I have a proto build which may be gearing up for production in the next 3-4 months. The prototype's user interface uses common ground for the LEDs and accompanying buttons. I use INPUT_PULLUP on my Arduino for the buttons and the LEDs are connected through resistors to GND. 4 buttons and 11 LEDs total.
Is there any reason for me to think that common +V might be 'a thing' and that a true commercial quality PCB (manufacturer) may instead want to use common +V instead of common ground? My first step beyond the proto build is to reach out to a manufacturer of membrane switches with the layout of the UI and the traces required.
P.S. All the buttons and LEDs in the proto build are using either the 5v onboard pin or 5v logic level from individual IO pins.
Consider the use of 3.3V and 5V sensors or controllers together. Then these work based on a common - GND, with individual + supply. This behaviour defeats the use of a common +V. Also GND indicates a connection to a common ground (earth).
Thanks for posting DD. Yes, I did consider the points you made here about varying voltage levels and then of course it would make sense to have common GND (and they all get 'tied in' together). My question originally came out of fear (mostly) in that I have to make some serious inquiries into PCBs and UI systems very soon...I didn't want to get caught blindsided by my lack of experience/knowledge on the matter or be pigeon holed into designing the PCBA a specific way (further down the road) due to bad decisions early on. I swear I had one (just one) proto build back 2-3 years ago where I did in fact use common +V. I can't for the life of me remember why I would have done it this way in the past (possibly using only a single voltage level for everything...idk) but it got me spooked that maybe I was forgetting something I once knew, to the point that I thought I better ask here in the forum. I'm pretty sure I still have that proto build at work still so that I could review and maybe figure out why I did that BUT I CAN'T GO THERE RIGHT NOW BECAUSE I/WE ARE CONSIDERED NONESSENTIAL!

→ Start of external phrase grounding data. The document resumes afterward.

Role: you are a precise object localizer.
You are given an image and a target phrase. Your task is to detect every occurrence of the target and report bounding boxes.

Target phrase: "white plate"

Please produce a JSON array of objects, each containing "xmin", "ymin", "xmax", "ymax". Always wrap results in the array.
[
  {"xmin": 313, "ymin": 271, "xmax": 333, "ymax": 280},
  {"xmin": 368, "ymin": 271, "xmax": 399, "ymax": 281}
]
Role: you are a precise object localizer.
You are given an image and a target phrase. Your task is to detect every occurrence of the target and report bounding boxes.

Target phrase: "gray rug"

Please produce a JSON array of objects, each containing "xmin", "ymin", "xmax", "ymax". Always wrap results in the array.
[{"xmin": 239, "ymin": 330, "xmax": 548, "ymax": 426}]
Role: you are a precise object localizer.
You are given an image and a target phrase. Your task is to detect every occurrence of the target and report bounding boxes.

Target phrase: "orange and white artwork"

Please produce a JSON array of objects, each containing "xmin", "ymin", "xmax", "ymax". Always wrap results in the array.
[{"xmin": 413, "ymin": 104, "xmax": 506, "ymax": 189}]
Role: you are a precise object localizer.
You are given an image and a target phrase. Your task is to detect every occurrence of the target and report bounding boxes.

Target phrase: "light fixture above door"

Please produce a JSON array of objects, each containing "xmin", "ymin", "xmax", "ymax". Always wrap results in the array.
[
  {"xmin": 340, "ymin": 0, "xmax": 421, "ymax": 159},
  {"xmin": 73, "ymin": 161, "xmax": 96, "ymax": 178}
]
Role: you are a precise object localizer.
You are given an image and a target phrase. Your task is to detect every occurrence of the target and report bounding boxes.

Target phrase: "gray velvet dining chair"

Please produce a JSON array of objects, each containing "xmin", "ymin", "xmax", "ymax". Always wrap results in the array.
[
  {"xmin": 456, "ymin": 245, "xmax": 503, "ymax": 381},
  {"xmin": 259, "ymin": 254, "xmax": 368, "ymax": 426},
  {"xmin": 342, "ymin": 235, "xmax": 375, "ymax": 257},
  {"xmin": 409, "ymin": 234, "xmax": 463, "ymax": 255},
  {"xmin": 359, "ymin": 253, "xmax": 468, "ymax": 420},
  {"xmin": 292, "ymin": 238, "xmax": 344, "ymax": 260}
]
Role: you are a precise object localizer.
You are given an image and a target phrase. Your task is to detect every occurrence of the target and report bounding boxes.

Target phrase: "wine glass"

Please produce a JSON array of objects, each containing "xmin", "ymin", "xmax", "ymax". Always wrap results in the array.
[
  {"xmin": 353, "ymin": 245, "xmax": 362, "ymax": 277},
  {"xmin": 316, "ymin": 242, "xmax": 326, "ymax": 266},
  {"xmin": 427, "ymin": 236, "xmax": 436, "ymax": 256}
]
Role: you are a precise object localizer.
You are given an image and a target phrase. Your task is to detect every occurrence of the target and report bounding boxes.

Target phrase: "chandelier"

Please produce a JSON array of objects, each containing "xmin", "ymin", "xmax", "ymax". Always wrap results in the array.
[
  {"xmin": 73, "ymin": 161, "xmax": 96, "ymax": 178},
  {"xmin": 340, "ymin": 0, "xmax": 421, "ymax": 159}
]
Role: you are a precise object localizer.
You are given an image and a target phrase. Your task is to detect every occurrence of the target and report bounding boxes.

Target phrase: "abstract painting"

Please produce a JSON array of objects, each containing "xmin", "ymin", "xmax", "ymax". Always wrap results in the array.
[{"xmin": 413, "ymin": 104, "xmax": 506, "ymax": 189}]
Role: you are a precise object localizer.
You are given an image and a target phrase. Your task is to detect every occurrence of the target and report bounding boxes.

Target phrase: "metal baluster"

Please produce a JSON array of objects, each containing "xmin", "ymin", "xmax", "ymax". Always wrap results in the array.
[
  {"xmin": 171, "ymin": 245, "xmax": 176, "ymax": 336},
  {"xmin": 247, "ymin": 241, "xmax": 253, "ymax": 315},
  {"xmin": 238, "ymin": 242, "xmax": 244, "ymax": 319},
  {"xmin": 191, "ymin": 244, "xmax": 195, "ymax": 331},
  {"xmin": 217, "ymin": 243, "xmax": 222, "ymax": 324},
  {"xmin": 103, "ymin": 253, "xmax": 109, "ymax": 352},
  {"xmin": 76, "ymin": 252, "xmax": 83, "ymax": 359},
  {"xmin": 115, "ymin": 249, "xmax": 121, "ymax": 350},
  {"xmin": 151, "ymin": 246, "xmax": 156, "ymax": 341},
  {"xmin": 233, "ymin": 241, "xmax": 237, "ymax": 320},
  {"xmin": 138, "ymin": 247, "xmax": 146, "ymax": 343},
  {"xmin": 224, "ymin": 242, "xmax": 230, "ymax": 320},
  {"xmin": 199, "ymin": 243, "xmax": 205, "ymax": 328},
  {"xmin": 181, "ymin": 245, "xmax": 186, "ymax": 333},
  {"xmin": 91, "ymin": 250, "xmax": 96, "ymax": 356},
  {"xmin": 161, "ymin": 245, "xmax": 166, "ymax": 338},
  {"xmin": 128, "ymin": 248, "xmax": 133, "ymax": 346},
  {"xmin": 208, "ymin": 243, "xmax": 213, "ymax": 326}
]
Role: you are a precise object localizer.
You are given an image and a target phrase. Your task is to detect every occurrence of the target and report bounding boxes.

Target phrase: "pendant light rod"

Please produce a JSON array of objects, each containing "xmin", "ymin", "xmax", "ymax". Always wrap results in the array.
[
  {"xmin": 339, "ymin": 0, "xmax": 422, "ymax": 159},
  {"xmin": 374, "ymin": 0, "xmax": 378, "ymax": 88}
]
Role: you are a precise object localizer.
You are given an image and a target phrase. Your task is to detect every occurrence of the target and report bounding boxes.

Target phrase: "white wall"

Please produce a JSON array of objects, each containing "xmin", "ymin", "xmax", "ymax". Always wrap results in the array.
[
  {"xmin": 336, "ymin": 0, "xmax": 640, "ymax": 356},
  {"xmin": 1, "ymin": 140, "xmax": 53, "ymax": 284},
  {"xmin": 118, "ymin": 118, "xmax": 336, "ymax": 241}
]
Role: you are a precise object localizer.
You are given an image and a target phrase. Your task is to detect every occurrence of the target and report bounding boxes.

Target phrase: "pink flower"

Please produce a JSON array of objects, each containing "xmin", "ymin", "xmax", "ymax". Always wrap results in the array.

Is there any reason for me to think that common +V might be 'a thing' and that a true commercial quality PCB (manufacturer) may instead want to use common +V instead of common ground?
Can you explain why you are asking, because I cannot see any reason for your question.
Some things that might help you:
The PCB manufacturer doesn't care, they will make whatever design you send them as long as the files you give them meet the design rules for their process, which they will if you have used one of the common PCB design packages.
You are, I think, confusing ground with the -ve supply from the power supply. Ground / earth / 0V is the common reference point in the circuit. It might be connected to the chassis of the equipment. It might be connected to the mains electrical earth on mains powered equipment. On many PCBs there is a 'ground plane', which is a big area of copper on on side forming the 0V connection. In many circuits ground / earth / 0V is connected to the -ve pole of the power supply, which is why they get confused. However, it does not have to be that way. In my industry, telecoms, equipment typically runs on -50VDC, so the +ve pole of the power supply is connected to the ground (physically connected, with a big electrode buried outside), and is the 0V connection. In analogue audio circuits there is typically a -15V, 0V, +15V supply, so the middle is ground, not -ve, not +ve.
It is common practice inside equipment to make connections off the circuit board common ground, for example maybe there's a circuit board buried deep inside a machine and a cable to a panel with buttons and lamps on it. The cable could get damaged and short to the chassis of the machine. If everything is common ground then the worst that happens is wires that were ground anyway get shorted to ground, so no power supply gets shorted out.
If none of that answers your question then please ask a clearer question.
Common gnd is basically a standard, so any filtering and EMR problems can be easily addressed as well as making different power busses easier to handle as already discussed.
IF you are in the USA, are you also designing so your product will eventually pass the FCC tests?